One focus in the previous OHE study looked at trying to measure value beyond the QALY outcome. Recent economic attempts to incorporate broader outcome assessments have looked at measuring a person’s capability to achieve in life or an individual’s subjective wellbeing (SWB), both novel approaches drawing from different theoretical bases. On first reading, a new approach appears to be proposed in this recent study, where the authors argue instead for a focus on health-related subjective well-being (HR-SWB). Their argument for this proposal lies in the need to take greater account of the mental and social aspects of health than current measures used to generate QALYs do (e.g.

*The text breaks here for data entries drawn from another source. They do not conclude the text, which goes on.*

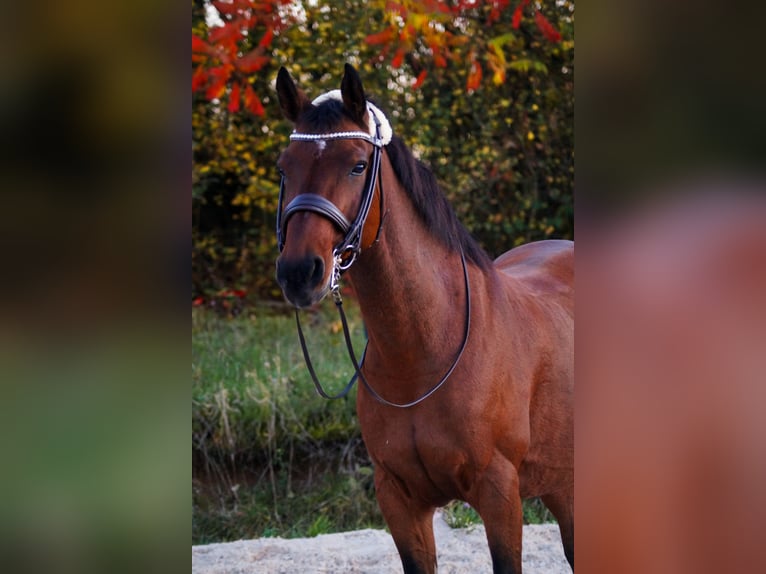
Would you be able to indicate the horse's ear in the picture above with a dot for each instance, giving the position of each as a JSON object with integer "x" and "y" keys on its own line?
{"x": 291, "y": 99}
{"x": 354, "y": 99}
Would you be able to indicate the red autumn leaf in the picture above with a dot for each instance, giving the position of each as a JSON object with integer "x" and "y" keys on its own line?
{"x": 234, "y": 98}
{"x": 267, "y": 38}
{"x": 474, "y": 77}
{"x": 199, "y": 45}
{"x": 199, "y": 78}
{"x": 252, "y": 61}
{"x": 224, "y": 34}
{"x": 398, "y": 58}
{"x": 381, "y": 37}
{"x": 218, "y": 78}
{"x": 547, "y": 28}
{"x": 252, "y": 102}
{"x": 421, "y": 78}
{"x": 234, "y": 7}
{"x": 517, "y": 14}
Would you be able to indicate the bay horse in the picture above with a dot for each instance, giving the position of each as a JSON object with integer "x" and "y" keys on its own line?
{"x": 496, "y": 335}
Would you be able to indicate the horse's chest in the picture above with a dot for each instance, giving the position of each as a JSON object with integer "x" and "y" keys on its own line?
{"x": 428, "y": 456}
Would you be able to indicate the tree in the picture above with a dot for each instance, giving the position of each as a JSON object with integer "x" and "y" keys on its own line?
{"x": 482, "y": 91}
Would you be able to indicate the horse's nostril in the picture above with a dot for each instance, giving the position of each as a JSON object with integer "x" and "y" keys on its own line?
{"x": 318, "y": 273}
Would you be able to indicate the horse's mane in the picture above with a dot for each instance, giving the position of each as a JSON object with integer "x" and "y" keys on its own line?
{"x": 420, "y": 183}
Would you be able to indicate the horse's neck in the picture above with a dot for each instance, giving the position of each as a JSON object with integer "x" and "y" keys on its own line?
{"x": 411, "y": 290}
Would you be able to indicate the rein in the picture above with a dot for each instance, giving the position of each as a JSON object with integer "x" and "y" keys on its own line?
{"x": 346, "y": 252}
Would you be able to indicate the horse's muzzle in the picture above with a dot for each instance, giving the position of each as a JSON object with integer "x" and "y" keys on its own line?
{"x": 300, "y": 279}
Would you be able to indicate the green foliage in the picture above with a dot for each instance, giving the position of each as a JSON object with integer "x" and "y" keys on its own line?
{"x": 459, "y": 514}
{"x": 503, "y": 152}
{"x": 271, "y": 458}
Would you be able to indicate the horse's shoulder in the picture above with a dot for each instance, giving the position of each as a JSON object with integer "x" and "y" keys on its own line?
{"x": 550, "y": 256}
{"x": 541, "y": 266}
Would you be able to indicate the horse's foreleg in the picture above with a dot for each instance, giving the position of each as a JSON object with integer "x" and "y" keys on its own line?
{"x": 562, "y": 506}
{"x": 411, "y": 526}
{"x": 499, "y": 505}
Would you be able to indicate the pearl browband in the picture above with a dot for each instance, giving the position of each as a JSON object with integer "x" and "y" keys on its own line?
{"x": 380, "y": 131}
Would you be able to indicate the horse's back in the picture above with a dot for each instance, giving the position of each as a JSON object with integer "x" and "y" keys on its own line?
{"x": 545, "y": 266}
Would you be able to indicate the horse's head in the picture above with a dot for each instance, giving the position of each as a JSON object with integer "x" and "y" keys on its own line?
{"x": 325, "y": 181}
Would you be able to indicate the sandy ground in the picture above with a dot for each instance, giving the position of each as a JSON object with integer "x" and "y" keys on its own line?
{"x": 372, "y": 552}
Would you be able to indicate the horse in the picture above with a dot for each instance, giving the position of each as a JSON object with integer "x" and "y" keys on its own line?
{"x": 498, "y": 426}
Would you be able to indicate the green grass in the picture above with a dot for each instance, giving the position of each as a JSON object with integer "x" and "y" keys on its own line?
{"x": 271, "y": 457}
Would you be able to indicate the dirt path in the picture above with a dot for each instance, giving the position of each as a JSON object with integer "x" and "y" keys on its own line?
{"x": 459, "y": 551}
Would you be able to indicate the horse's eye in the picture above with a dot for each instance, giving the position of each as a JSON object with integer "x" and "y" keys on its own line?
{"x": 359, "y": 168}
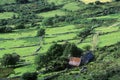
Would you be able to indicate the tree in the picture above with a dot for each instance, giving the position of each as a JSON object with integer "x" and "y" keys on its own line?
{"x": 22, "y": 1}
{"x": 41, "y": 32}
{"x": 4, "y": 29}
{"x": 85, "y": 32}
{"x": 29, "y": 76}
{"x": 72, "y": 50}
{"x": 20, "y": 26}
{"x": 10, "y": 59}
{"x": 47, "y": 21}
{"x": 55, "y": 51}
{"x": 41, "y": 61}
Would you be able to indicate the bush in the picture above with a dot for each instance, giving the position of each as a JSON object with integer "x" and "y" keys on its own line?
{"x": 10, "y": 59}
{"x": 29, "y": 76}
{"x": 72, "y": 50}
{"x": 41, "y": 32}
{"x": 4, "y": 29}
{"x": 20, "y": 26}
{"x": 22, "y": 1}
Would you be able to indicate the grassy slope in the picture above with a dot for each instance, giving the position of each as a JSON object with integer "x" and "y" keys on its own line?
{"x": 104, "y": 39}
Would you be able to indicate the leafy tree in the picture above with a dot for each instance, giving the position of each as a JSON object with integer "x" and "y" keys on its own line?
{"x": 41, "y": 61}
{"x": 29, "y": 76}
{"x": 4, "y": 29}
{"x": 85, "y": 32}
{"x": 72, "y": 50}
{"x": 47, "y": 21}
{"x": 55, "y": 51}
{"x": 10, "y": 59}
{"x": 20, "y": 26}
{"x": 22, "y": 1}
{"x": 41, "y": 32}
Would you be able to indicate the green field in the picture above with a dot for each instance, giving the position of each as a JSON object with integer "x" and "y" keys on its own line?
{"x": 79, "y": 16}
{"x": 7, "y": 15}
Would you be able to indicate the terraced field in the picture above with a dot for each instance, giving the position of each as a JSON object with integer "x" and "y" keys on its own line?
{"x": 25, "y": 42}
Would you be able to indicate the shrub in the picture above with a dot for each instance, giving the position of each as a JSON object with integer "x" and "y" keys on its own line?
{"x": 29, "y": 76}
{"x": 72, "y": 50}
{"x": 21, "y": 1}
{"x": 41, "y": 32}
{"x": 4, "y": 29}
{"x": 20, "y": 26}
{"x": 10, "y": 59}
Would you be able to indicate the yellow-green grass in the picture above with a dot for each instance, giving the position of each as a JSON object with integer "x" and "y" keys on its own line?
{"x": 61, "y": 37}
{"x": 19, "y": 43}
{"x": 104, "y": 40}
{"x": 52, "y": 13}
{"x": 58, "y": 2}
{"x": 21, "y": 51}
{"x": 2, "y": 2}
{"x": 19, "y": 34}
{"x": 71, "y": 6}
{"x": 109, "y": 39}
{"x": 19, "y": 71}
{"x": 111, "y": 16}
{"x": 89, "y": 1}
{"x": 64, "y": 29}
{"x": 6, "y": 15}
{"x": 107, "y": 29}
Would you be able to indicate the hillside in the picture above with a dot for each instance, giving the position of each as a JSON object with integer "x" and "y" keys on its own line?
{"x": 42, "y": 36}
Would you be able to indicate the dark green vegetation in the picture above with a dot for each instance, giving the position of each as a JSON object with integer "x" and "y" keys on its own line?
{"x": 45, "y": 33}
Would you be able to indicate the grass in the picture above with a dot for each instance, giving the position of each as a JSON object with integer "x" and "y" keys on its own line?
{"x": 2, "y": 2}
{"x": 107, "y": 29}
{"x": 19, "y": 34}
{"x": 19, "y": 43}
{"x": 64, "y": 29}
{"x": 111, "y": 16}
{"x": 52, "y": 13}
{"x": 6, "y": 15}
{"x": 89, "y": 1}
{"x": 19, "y": 71}
{"x": 21, "y": 51}
{"x": 109, "y": 39}
{"x": 71, "y": 6}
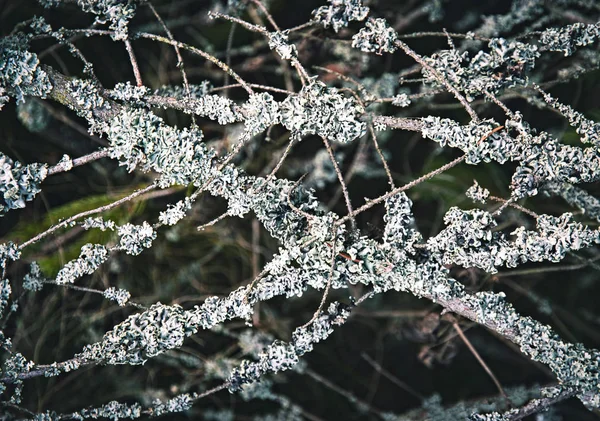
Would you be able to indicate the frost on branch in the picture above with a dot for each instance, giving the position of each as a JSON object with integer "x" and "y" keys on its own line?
{"x": 121, "y": 296}
{"x": 33, "y": 281}
{"x": 135, "y": 238}
{"x": 20, "y": 72}
{"x": 339, "y": 13}
{"x": 588, "y": 129}
{"x": 477, "y": 193}
{"x": 117, "y": 12}
{"x": 281, "y": 356}
{"x": 469, "y": 240}
{"x": 91, "y": 257}
{"x": 140, "y": 336}
{"x": 260, "y": 112}
{"x": 140, "y": 138}
{"x": 575, "y": 196}
{"x": 323, "y": 111}
{"x": 376, "y": 37}
{"x": 568, "y": 38}
{"x": 19, "y": 183}
{"x": 511, "y": 59}
{"x": 400, "y": 223}
{"x": 278, "y": 41}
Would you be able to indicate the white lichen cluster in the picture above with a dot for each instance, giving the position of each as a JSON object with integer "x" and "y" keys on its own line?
{"x": 339, "y": 13}
{"x": 376, "y": 37}
{"x": 19, "y": 183}
{"x": 316, "y": 251}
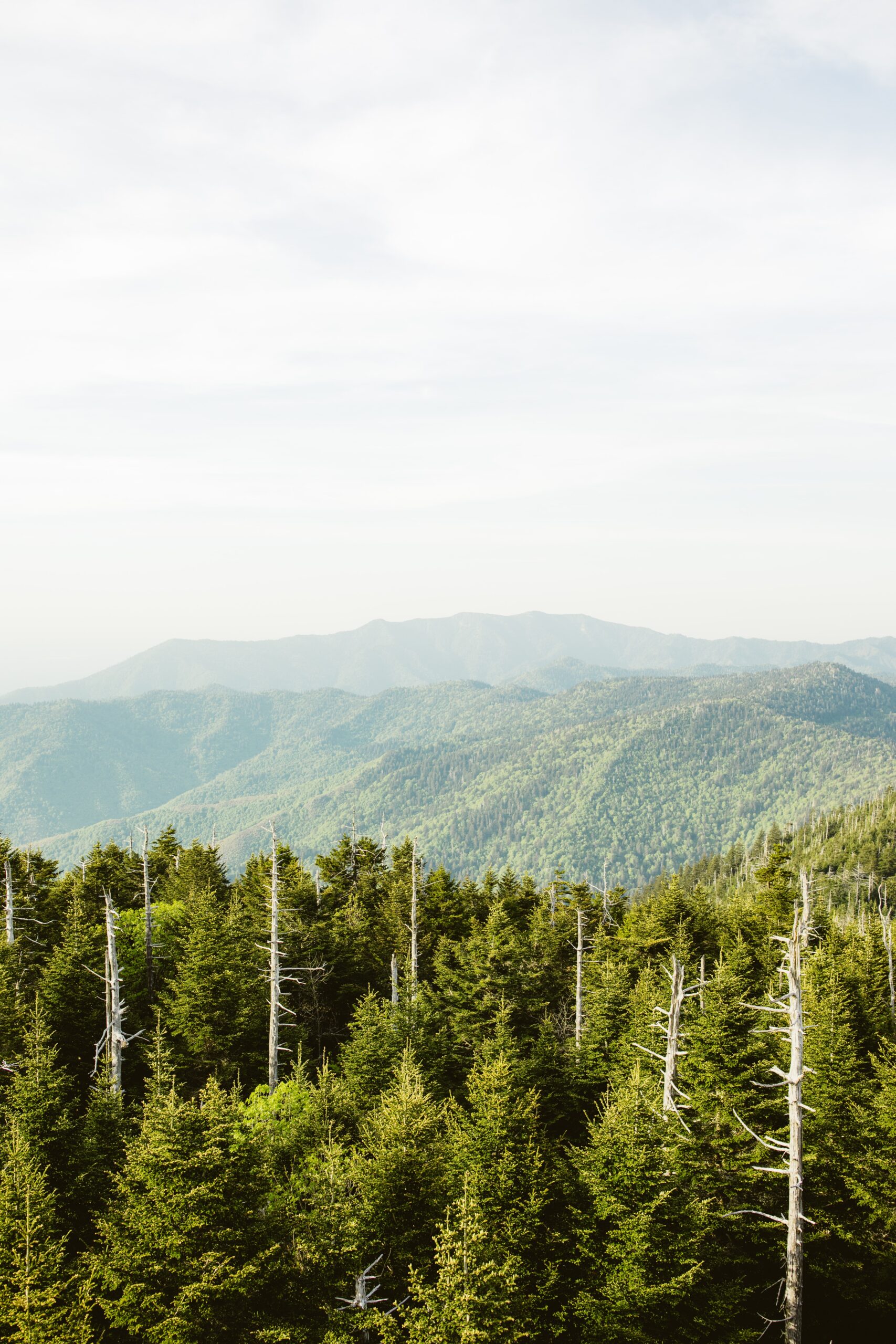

EQ-5D), in order to more accurately measure health as defined in the 1940s by the WHO. In this paper, the authors test a 21 domain, 56 item HR-SWB questionnaire they have previously developed in a Dutch general population sample. They undertake factor analysis to try and pull out the distinctive aspects of health their wide ranging questionnaire is currently picking up. They test it with a large number of previously validated measures including ones of health status (EQ-5D-3L), capability (ICECAP-O) and SWB (SWLS). From the analysis undertaken, a five factor loading appears to the authors as the best fit. They state the five factors focus on “physical independence”, “positive affect/happiness”, “negative affect/feeling lost and lonely”, “autonomy”, and “personal growth”. Only one of the validated measures that focuses on emotional wellbeing was found to be associated with all five factors, with the EQ-5D not loading onto the “negative affect/feeling lost and lonely”, and both the ICECAP-O and SWLS not loading onto the “physical independence” factor. Overall, the HR-SWB measure was best explained by the SWB measure (SWLS, R2=0.71), with the EQ-5D (R2=0.45) and ICECAP-O (R2=0.53) not performing as well. When referring to SWB, the authors are not referring to it in the same way as to how welfare economists are developing the approach as a measure of individual utility (more broadly defined than health-related utility for QALY measurement). The authors now plan to reduce their lengthy questionnaire further into a HR-SWB-5D health utility instrument for generating QALYs with 5-10 items. On that basis, the authors clearly see their measure as one of health and not wellbeing more generally, so they may want to revisit the terminology they have used, as it could be easily misinterpreted.